Meine Presseschau:Demokratisches Dilemma

Charlotte_Theile

Schweizerische Debatten um die direkte Demokratie, die für das Land und seine Identität so wichtig ist.

Ausgewählt von Charlotte Theile

Die Abstimmung über die Masseneinwanderungsinitiative im Frühjahr 2014 hat die Schweiz in ein Dilemma gestürzt. Obgleich sich eine knappe Mehrheit für die Beschränkung der Zuwanderung ausgesprochen hat - die Beziehungen mit der Europäischen Union wollen die meisten Schweizer nicht aufs Spiel setzen. Und die mit der EU vereinbarte Freizügigkeit steht den beschlossenen Kontingenten für Einwanderer entgegen. Seither diskutiert das Land über die Reform der direkten Demokratie. Markus Müller, Staatsrechtler an der Universität Bern, etwa schrieb in der liberalen Neuen Zürcher Zeitung, wem die direkte Demokratie am Herzen liege, der müsse sich über "umfassende Restaurationsarbeiten" Gedanken machen. Wie diese aussehen könnten?

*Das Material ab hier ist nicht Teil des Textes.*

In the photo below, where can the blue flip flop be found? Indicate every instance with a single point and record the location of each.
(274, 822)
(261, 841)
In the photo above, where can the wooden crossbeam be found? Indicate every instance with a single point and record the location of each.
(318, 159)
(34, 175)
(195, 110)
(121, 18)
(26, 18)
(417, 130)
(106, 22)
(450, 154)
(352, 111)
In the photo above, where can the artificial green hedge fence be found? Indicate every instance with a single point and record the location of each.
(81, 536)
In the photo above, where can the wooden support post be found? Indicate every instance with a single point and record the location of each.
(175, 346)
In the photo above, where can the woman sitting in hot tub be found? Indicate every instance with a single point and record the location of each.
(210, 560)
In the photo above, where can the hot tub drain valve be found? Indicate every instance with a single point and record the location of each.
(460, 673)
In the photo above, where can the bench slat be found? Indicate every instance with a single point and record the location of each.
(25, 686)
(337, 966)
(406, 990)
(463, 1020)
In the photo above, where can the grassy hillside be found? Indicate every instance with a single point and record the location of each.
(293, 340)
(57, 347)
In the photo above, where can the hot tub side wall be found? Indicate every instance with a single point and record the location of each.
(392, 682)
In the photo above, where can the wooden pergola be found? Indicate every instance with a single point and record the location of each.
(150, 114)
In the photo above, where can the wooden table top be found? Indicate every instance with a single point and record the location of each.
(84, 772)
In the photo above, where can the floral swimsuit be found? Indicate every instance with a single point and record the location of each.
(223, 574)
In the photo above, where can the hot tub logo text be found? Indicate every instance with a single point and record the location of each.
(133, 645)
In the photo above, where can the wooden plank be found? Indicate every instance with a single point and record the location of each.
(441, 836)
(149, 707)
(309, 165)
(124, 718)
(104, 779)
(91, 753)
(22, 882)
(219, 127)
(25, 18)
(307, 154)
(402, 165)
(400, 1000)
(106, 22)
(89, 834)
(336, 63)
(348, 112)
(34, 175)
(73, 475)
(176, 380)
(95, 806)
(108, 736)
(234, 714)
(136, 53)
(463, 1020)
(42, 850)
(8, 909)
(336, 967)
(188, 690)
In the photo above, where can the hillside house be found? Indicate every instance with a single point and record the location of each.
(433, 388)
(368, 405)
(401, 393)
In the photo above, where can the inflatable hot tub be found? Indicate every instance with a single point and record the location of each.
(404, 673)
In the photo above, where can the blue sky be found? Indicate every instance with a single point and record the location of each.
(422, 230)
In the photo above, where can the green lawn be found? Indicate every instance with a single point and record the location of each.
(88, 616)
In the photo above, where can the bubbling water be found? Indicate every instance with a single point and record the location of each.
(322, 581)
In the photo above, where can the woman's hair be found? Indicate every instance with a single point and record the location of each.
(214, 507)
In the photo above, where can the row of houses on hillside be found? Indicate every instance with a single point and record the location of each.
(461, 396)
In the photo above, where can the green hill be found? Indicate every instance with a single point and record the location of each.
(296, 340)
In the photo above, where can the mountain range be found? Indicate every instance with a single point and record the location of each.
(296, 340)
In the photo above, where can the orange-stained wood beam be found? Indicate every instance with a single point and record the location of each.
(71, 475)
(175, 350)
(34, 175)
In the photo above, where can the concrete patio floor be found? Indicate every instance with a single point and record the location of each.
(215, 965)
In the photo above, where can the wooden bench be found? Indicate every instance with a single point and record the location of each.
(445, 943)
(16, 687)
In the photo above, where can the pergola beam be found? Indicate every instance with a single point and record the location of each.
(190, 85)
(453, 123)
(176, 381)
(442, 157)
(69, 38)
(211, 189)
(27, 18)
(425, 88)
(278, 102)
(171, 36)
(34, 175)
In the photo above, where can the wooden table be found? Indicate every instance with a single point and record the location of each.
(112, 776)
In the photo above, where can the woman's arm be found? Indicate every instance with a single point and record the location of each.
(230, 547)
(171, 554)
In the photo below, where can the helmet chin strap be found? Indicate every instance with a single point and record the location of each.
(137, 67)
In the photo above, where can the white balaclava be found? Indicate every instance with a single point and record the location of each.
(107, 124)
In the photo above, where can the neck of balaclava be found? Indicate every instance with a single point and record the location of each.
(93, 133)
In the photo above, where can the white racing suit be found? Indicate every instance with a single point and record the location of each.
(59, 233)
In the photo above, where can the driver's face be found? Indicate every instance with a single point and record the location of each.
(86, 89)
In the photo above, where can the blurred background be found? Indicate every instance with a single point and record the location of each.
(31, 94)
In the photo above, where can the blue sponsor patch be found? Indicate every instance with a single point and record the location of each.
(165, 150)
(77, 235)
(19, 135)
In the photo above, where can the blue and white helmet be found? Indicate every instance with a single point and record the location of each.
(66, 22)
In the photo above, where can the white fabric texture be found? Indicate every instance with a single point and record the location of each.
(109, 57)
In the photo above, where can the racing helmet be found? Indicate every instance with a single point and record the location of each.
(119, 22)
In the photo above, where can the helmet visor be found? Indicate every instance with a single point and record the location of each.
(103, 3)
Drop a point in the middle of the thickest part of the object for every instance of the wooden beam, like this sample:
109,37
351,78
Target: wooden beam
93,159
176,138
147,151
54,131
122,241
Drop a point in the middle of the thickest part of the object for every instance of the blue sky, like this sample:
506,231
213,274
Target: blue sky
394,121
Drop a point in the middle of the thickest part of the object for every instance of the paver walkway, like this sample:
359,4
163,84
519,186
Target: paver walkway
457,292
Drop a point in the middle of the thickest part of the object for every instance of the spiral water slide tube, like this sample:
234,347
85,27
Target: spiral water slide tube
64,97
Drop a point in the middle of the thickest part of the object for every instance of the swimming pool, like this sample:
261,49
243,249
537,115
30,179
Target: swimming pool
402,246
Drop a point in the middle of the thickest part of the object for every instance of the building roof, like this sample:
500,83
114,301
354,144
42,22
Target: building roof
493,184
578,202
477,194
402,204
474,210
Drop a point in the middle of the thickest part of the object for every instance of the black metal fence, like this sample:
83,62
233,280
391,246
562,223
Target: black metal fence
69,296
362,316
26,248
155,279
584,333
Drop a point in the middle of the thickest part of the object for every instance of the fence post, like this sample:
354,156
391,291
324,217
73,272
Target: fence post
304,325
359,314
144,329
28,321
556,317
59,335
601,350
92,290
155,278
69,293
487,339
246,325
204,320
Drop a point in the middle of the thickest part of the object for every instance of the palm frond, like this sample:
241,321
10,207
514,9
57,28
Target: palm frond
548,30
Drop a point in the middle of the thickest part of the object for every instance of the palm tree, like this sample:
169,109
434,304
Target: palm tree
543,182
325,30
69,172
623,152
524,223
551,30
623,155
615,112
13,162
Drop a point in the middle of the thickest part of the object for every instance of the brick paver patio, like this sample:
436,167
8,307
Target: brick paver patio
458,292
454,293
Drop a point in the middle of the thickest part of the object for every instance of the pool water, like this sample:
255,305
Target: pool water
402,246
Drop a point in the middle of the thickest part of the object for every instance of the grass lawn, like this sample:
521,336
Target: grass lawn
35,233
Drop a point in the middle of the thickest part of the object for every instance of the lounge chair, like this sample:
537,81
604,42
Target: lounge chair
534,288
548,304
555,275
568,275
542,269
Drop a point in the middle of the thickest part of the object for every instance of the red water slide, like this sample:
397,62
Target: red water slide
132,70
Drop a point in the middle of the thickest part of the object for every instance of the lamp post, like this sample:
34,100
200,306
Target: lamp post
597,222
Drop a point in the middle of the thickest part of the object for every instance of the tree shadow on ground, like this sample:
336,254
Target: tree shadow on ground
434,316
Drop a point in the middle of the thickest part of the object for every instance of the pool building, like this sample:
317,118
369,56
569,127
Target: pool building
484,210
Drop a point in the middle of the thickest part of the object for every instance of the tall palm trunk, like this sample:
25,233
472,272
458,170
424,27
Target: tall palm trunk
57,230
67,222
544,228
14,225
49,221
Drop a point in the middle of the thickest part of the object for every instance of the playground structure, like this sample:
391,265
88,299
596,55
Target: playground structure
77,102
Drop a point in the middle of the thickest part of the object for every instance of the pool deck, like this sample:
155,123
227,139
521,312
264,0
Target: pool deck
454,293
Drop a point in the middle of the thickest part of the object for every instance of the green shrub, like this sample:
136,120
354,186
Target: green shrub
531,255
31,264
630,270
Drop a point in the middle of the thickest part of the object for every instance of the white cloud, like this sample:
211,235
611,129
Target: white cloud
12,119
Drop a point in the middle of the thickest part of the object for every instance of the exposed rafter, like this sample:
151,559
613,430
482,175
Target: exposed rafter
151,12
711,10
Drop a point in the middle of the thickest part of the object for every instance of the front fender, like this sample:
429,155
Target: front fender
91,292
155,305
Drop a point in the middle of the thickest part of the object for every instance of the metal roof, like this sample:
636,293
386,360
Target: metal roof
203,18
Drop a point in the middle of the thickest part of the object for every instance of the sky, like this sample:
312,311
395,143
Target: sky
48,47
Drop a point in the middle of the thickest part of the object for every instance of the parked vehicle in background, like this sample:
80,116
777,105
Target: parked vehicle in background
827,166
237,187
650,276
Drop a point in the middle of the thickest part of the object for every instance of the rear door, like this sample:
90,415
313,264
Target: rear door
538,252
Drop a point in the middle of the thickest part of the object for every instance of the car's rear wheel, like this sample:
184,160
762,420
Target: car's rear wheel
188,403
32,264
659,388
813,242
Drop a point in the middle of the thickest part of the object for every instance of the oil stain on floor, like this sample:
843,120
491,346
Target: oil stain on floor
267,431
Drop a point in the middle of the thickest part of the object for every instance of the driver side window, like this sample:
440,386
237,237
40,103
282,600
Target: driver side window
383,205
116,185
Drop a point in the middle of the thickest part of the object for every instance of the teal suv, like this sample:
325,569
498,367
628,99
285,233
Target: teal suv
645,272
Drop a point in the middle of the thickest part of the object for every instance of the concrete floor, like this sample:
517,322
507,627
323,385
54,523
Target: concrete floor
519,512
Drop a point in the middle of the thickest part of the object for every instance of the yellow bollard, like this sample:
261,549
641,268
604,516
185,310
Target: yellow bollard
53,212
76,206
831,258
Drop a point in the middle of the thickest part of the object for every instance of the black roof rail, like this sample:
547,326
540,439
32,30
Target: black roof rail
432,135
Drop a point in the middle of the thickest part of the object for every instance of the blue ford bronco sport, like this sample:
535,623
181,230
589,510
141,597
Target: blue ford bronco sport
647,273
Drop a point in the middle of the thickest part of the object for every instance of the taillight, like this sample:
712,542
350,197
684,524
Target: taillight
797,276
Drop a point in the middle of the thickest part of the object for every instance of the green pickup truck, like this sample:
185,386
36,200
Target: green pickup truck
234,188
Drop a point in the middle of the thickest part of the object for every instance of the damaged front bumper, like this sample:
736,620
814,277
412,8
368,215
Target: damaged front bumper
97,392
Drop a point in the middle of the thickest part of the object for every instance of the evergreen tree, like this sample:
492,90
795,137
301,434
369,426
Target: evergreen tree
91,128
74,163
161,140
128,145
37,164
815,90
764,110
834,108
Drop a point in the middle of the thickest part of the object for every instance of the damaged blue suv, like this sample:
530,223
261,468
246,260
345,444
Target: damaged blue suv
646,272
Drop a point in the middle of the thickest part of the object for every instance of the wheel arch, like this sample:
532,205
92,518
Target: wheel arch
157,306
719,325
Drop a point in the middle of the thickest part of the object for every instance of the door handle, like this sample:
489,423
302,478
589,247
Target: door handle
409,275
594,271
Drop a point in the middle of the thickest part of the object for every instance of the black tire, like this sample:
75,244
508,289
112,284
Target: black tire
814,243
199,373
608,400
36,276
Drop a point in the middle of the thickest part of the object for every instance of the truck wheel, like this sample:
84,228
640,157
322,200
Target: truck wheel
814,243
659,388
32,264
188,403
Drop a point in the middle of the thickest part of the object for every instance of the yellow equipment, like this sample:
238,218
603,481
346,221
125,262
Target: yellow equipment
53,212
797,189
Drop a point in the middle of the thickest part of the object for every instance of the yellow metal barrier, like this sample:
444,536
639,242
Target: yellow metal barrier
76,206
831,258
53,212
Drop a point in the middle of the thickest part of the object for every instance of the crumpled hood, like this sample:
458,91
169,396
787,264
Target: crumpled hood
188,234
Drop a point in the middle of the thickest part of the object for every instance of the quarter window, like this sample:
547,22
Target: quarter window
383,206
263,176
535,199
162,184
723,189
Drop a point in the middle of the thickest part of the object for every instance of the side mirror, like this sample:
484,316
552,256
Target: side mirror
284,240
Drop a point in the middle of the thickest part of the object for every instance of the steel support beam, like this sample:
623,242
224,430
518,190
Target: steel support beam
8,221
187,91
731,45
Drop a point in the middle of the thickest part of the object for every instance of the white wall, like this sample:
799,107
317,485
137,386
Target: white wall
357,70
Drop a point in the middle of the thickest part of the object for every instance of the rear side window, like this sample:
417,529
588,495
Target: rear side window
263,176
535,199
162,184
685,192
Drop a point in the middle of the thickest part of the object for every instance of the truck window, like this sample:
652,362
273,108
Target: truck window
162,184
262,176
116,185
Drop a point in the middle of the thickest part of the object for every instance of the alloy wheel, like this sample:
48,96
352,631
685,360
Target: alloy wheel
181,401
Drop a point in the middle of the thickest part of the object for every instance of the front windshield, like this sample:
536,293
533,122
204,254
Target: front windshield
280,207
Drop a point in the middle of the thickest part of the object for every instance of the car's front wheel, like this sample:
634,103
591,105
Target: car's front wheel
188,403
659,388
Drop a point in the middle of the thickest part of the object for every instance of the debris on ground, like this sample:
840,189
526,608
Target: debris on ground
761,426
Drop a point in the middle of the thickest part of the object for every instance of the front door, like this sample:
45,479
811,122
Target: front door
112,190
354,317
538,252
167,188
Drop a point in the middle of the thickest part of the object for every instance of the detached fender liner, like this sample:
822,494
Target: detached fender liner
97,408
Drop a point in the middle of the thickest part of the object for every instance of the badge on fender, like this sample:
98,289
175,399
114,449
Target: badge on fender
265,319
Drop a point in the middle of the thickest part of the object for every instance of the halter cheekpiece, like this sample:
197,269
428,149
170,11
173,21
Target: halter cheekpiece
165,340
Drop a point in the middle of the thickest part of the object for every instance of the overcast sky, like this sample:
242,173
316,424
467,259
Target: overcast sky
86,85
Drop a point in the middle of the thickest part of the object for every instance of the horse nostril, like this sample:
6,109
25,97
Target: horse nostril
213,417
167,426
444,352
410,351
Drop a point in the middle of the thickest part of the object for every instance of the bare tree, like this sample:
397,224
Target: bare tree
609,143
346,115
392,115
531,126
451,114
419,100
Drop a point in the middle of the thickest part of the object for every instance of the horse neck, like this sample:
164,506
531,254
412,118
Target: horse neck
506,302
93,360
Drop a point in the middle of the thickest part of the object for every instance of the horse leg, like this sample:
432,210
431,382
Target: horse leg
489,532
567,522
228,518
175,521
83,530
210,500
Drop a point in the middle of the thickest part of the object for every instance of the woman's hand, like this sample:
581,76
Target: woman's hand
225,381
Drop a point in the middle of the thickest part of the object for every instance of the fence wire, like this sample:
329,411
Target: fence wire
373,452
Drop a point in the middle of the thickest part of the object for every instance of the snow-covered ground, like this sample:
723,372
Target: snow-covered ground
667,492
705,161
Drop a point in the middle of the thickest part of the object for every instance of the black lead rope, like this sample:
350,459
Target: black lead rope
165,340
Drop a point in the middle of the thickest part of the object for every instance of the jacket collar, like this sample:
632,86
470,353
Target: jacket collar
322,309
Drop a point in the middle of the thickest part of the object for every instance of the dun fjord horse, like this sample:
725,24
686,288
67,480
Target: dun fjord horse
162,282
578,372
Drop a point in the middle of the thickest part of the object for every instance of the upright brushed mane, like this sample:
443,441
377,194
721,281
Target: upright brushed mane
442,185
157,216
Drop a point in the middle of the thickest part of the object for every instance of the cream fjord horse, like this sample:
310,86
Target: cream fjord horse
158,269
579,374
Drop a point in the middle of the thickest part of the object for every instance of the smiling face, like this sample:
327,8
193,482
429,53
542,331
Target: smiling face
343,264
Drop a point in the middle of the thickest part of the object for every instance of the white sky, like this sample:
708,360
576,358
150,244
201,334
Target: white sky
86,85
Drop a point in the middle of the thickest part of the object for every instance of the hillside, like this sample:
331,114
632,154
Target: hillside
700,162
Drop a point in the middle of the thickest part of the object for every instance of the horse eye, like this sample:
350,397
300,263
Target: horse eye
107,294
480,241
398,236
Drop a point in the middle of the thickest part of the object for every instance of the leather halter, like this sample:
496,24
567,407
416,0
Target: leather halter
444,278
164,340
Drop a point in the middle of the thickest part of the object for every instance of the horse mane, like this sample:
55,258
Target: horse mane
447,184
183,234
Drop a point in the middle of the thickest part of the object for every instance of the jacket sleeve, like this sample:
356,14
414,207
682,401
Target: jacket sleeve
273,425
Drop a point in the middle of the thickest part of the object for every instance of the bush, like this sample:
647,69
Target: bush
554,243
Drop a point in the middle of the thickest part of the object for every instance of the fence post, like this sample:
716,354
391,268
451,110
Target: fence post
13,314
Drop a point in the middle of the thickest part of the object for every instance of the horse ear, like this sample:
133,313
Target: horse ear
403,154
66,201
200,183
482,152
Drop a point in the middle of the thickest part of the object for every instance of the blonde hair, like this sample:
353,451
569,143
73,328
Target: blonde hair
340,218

Der neoliberale Thinktank Avenir Suisse hat hierzu vor Kurzem ein Diskussionspapier veröffentlicht. Initiativen sollten strikter geprüft, die erforderliche Unterschriftenzahl erhöht, die Abstimmung pro Wahltag auf nur noch eine einzige Entscheidung reduziert werden. Damit will Avenir Suisse der "Initiativenflut" entgegenwirken. Dass die Volksabstimmung zum Machtinstrument geworden ist, mit dem Parteien ihre Klientel mobilisieren und Wahlkampf machen, bestreitet kaum jemand. Die Zahlen sind eindeutig: Von 2002 bis heute wurden insgesamt zehn Initiativen angenommen- fast so viele wie in den 110 Jahren von 1891 bis 2001. Doch wer hier gegensteuern möchte, muss mit Gegenwind rechnen. "Denkfabrik rüttelt am System" beschrieb die Berner Zeitung die Vorschläge von Avenir Suisse. Eine Reform, die die Rechte des Volks einschränkt? Etwas Unpopuläreres kann ein Politiker kaum unterstützen.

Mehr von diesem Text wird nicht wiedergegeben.